Capitalism on Trial?

In a poll I'd expect the BBC to report on (it is, after all, government run), apparently most of the world is dissatisfied with free market capitalism.

In the global poll for the BBC World Service, only 11% of those questioned across 27 countries said that it was working well.

First of all, don't tell that to the thousands of entrepreneurs in third world countries (see www.kiva.org for more evidence). Second, that is indeed a low number. The interesting aspect about those 27 countries is that most of those countries likely do not practice mostly unregulated free markets. With the amount of government interference in the US with the previous two Presidential administrations, not even the US can be called a mostly unregulated free market anymore. After all, there were very effective arguments last fall that the depth of our recession was due in large part to too much government regulation with the Sarbanes-Oxley Act. News from the poll, though, gets jucier.

And there is very strong support around the world for governments to distribute wealth more evenly. That is backed by majorities in 22 of the 27 countries.

What?! Apparently people polled in these 27 countries have the shortest-possible-term memory when it comes to authoritarian regimes. The only way for the government to assume control of wealth distribution is for it to be bigger and communist. Do I need to remind most of the world that Marxist and soviet communism is a reprehensible and moral evil? It's infiltrated with a low view of the nature of humans, utilitarian philosophy, and a need to worship the state and thus squash religious freedom (See: Communist USSR, Mao's China, Pol Pot's Cambodia, and many many more).

In communism, humans are means to the state's industrial end and thus are not crafted in the image of God. Because those regimes are utilitarian, the most disenfranchised are sacrificed in the society "for the greater good." Human beings are mercilessly killed in industrial plans and restricted resources because their individual lives do not matter as much.

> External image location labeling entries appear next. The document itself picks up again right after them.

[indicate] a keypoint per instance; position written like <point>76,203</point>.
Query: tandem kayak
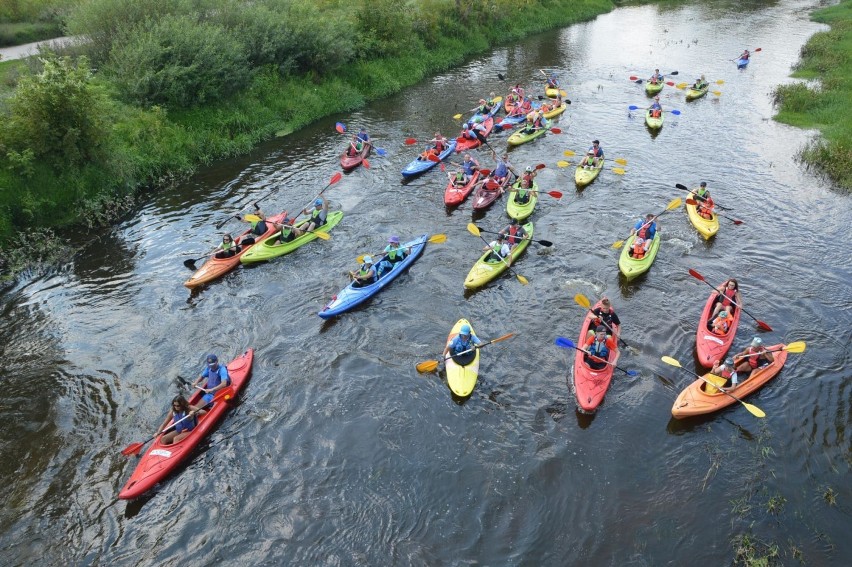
<point>521,211</point>
<point>215,268</point>
<point>268,249</point>
<point>705,227</point>
<point>461,379</point>
<point>420,165</point>
<point>349,297</point>
<point>632,267</point>
<point>710,346</point>
<point>483,271</point>
<point>160,460</point>
<point>653,123</point>
<point>583,176</point>
<point>349,162</point>
<point>590,385</point>
<point>456,195</point>
<point>695,399</point>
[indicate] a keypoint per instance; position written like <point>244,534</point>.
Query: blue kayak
<point>349,297</point>
<point>418,166</point>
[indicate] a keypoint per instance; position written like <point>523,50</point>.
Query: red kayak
<point>590,386</point>
<point>160,460</point>
<point>350,162</point>
<point>465,144</point>
<point>710,346</point>
<point>483,197</point>
<point>456,195</point>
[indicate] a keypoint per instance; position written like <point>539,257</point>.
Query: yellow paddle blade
<point>427,366</point>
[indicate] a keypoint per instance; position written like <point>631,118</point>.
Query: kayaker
<point>728,291</point>
<point>365,275</point>
<point>603,315</point>
<point>593,156</point>
<point>184,419</point>
<point>755,356</point>
<point>216,377</point>
<point>598,348</point>
<point>460,345</point>
<point>318,216</point>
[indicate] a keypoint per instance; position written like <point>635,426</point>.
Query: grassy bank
<point>825,101</point>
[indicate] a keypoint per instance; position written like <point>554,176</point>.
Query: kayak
<point>653,123</point>
<point>521,211</point>
<point>456,195</point>
<point>465,144</point>
<point>705,227</point>
<point>160,460</point>
<point>461,379</point>
<point>710,346</point>
<point>590,385</point>
<point>349,297</point>
<point>695,399</point>
<point>483,272</point>
<point>631,267</point>
<point>348,163</point>
<point>215,268</point>
<point>583,177</point>
<point>268,249</point>
<point>692,94</point>
<point>483,197</point>
<point>523,136</point>
<point>419,165</point>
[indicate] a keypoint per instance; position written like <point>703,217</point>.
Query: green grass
<point>825,101</point>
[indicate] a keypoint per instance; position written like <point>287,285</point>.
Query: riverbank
<point>824,101</point>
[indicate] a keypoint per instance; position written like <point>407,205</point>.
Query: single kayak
<point>454,195</point>
<point>349,162</point>
<point>160,460</point>
<point>697,398</point>
<point>653,123</point>
<point>710,346</point>
<point>705,227</point>
<point>590,385</point>
<point>461,379</point>
<point>268,249</point>
<point>215,267</point>
<point>585,175</point>
<point>518,210</point>
<point>420,165</point>
<point>484,271</point>
<point>630,266</point>
<point>349,297</point>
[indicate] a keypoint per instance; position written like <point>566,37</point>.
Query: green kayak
<point>631,267</point>
<point>267,249</point>
<point>521,211</point>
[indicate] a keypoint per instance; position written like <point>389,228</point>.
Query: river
<point>340,453</point>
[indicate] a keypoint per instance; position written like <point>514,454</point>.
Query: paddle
<point>473,229</point>
<point>567,343</point>
<point>225,393</point>
<point>694,203</point>
<point>583,301</point>
<point>434,239</point>
<point>673,204</point>
<point>754,410</point>
<point>760,323</point>
<point>432,365</point>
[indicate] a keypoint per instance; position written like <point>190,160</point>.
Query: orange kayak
<point>215,267</point>
<point>695,399</point>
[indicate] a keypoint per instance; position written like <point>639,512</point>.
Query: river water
<point>339,453</point>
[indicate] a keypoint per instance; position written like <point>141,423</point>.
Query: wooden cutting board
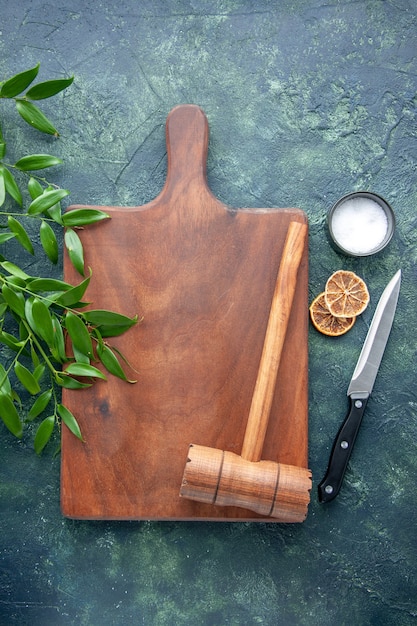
<point>202,276</point>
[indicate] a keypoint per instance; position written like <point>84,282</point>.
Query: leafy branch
<point>48,339</point>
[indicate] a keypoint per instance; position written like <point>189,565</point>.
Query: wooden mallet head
<point>223,478</point>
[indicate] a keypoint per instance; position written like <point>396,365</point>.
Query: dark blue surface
<point>306,101</point>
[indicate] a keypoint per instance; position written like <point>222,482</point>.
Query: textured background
<point>306,100</point>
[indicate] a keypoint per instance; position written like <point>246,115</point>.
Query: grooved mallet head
<point>223,478</point>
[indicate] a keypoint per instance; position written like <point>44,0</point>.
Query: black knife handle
<point>342,448</point>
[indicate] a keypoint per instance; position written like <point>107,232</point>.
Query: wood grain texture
<point>203,276</point>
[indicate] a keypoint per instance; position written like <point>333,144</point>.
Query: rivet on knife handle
<point>360,388</point>
<point>342,449</point>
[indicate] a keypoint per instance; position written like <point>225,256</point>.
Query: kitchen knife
<point>360,389</point>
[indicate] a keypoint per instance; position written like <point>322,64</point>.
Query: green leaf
<point>5,237</point>
<point>79,334</point>
<point>20,233</point>
<point>18,83</point>
<point>26,378</point>
<point>110,324</point>
<point>83,217</point>
<point>37,162</point>
<point>40,404</point>
<point>48,88</point>
<point>39,370</point>
<point>73,296</point>
<point>12,187</point>
<point>14,299</point>
<point>55,212</point>
<point>82,369</point>
<point>111,362</point>
<point>11,341</point>
<point>75,250</point>
<point>49,241</point>
<point>15,270</point>
<point>43,433</point>
<point>10,416</point>
<point>48,284</point>
<point>35,188</point>
<point>41,321</point>
<point>34,117</point>
<point>46,201</point>
<point>70,383</point>
<point>2,185</point>
<point>69,420</point>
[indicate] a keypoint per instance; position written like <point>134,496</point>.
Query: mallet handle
<point>274,341</point>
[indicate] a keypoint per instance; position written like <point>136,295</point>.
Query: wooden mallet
<point>224,478</point>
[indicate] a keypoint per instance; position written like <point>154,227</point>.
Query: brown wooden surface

And because the state must assume so much control, any threat to it's absolute allegiance must go- and religious freedom most of all.

Capitalism isn't perfect, but it assures the greatest amount of liberty on this earth that is possible. Socialism hasn't saved Africa, but microfinance might. Communism didn't make Asia more wealthy, but the effects of capitalism are having a small effect on human rights in China.

It is my sincere belief that most people's dissatisfaction with capitalism is actually a dissatisfaction with something people think is capitalism, but actually falters for too much government interference.